Il verificarsi rapido e violento dell’epidemia ci pone di fronte a questi problemi in modo altrettanto rapido e violento. Ma questi problemi sono ben presenti, pur se in maniera non così acuta, anche nella normalità della vita delle persone. Perché la malattia fa parte purtroppo della normalità della vita. La malattia coinvolge non solo la persona ammalata ma anche il contesto sociale nel quale la persona ammalata vive. Basti pensare alla cronicità, ai problemi dell’invecchiamento, alle malattie neoplastiche, alle disabilità in genere. Tutto diventa patologia del gruppo famigliare o sociale nel quale il paziente vive. Purtroppo la tendenza è quella non di promuovere il bene comune, ma di promuovere i beni individuali o di gruppi di potere.
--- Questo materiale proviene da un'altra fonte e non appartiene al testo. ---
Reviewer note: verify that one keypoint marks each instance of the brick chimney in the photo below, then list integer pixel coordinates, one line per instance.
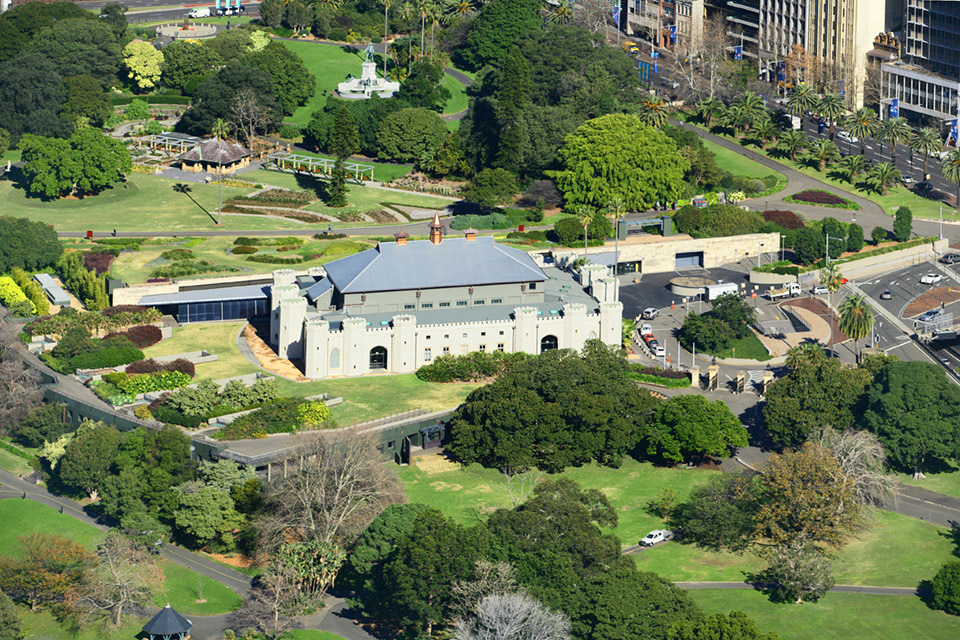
(436, 229)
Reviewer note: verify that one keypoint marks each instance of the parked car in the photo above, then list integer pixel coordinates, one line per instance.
(846, 137)
(658, 535)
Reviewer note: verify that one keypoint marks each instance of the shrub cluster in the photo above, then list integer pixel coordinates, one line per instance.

Basti pensare, per tornare ad ambiti che più conosco, che il nostro SSN, nato come servizio socio-sanitario e universalistico, è diventato con il passare degli anni solo sanitario e, soprattutto in Lombardia, è sempre più diventato un sistema misto, aprendosi ai privati. E ha sostanzialmente perso il tema della prevenzione.
Non so se sono riuscito a rispondere alla sua domanda. Ma ora non riesco a dire di più.